Hu Ye, Lounkine Eugen, Batista José, Bajorath Jürgen
Department of Life Science Informatics, B-IT, LIMES Program Unit Chemical Biology and Medicinal Chemistry, Rheinische Friedrich-Wilhelms-Universität Bonn, Dahlmannstr. 2, D-53113 Bonn, Germany.
Chem Biol Drug Des. 2008 Nov;72(5):341-9. doi: 10.1111/j.1747-0285.2008.00723.x.
The design and evaluation of structural key-type fingerprints is reported that consist of only 10-30 substructures isolated from randomly generated fragment populations of different classes of active compounds. To identify minimal sets of fragments that carry substantial compound class-specific information, fragment frequency calculations are applied to guide fingerprint generation. These compound class-directed and extremely small structural fingerprints push the design of so-called mini-fingerprints to the limit and are the shortest bit string fingerprints reported to date. For the application of relative frequency-based activity class characteristic substructure fingerprints, a bit density-dependent similarity metric is introduced that makes it possible to adjust similarity coefficients for individual compound classes and balance the recall of active compounds with database selection size.

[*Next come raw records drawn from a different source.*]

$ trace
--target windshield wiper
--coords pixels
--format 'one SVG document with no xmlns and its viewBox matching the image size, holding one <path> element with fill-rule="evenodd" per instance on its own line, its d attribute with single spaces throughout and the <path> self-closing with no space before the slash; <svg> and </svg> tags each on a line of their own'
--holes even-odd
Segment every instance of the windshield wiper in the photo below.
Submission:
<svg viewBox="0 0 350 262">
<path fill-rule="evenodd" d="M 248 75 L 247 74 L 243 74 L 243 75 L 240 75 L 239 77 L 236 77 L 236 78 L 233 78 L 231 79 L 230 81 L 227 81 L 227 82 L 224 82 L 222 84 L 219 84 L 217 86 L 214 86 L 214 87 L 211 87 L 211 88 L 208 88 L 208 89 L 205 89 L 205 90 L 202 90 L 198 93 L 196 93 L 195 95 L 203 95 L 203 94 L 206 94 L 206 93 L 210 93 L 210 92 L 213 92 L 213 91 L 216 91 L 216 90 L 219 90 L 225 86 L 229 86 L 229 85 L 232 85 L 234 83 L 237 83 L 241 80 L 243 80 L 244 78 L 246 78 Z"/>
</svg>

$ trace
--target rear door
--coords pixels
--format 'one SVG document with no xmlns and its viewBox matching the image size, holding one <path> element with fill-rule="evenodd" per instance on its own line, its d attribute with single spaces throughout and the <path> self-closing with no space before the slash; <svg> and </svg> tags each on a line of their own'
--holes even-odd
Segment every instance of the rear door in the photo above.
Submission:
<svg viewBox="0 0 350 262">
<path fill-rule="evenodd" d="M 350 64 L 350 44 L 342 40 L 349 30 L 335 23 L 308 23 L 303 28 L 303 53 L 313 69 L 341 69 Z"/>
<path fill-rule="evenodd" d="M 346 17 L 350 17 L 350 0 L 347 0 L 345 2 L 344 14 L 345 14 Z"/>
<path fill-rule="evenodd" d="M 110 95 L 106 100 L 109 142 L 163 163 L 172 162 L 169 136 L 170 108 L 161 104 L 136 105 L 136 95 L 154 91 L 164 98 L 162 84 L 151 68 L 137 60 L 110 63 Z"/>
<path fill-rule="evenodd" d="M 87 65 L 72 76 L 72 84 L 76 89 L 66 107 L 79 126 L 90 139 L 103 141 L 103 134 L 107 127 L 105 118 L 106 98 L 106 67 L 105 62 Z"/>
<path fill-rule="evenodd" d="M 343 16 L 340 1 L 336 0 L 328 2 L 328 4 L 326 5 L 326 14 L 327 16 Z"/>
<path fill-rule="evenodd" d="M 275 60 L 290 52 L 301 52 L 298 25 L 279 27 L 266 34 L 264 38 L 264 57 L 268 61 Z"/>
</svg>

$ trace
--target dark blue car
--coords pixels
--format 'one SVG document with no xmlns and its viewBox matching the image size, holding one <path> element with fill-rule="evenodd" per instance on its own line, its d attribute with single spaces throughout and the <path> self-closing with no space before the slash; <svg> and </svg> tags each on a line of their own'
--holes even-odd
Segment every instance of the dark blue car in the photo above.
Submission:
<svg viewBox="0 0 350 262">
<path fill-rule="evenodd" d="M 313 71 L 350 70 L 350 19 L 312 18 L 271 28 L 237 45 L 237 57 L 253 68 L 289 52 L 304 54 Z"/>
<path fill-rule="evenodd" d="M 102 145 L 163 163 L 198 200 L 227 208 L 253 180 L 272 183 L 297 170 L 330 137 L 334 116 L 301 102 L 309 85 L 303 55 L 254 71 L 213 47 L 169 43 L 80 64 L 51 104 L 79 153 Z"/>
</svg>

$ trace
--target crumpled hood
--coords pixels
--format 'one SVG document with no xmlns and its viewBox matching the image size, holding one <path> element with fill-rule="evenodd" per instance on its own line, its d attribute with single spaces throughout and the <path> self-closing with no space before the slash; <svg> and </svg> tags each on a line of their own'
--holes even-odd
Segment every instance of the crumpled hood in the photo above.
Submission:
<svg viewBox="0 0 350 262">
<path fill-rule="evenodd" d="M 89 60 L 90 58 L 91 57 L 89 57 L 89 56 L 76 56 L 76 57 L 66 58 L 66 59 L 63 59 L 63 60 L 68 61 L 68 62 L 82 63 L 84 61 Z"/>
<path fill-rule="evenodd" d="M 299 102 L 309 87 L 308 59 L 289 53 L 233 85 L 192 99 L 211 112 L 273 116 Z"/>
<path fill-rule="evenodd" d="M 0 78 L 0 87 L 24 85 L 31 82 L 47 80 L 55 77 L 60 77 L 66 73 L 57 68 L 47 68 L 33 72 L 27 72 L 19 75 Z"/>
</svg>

In similarity search trials, these small compound class-directed fingerprints enrich active compounds in relatively small database selection sets and approach or exceed the performance of widely used structural fingerprints of much larger size and higher complexity.
本文报道了结构关键型指纹图谱的设计与评估,其仅由10 - 30个亚结构组成,这些亚结构是从不同类别的活性化合物的随机生成片段群体中分离出来的。为了识别携带大量化合物类别特异性信息的最小片段集,应用片段频率计算来指导指纹图谱的生成。这些化合物类别导向的极小结构指纹图谱将所谓的微型指纹图谱设计推向了极限,是迄今为止报道的最短位串指纹图谱。对于基于相对频率的活性类别特征亚结构指纹图谱的应用,引入了一种位密度依赖性相似性度量,使得能够针对各个化合物类别调整相似性系数,并在活性化合物的召回率与数据库选择大小之间取得平衡。在相似性搜索试验中,这些小型化合物类别导向的指纹图谱在相对较小的数据库选择集中富集活性化合物,其性能接近或超过了广泛使用的更大尺寸和更高复杂性的结构指纹图谱。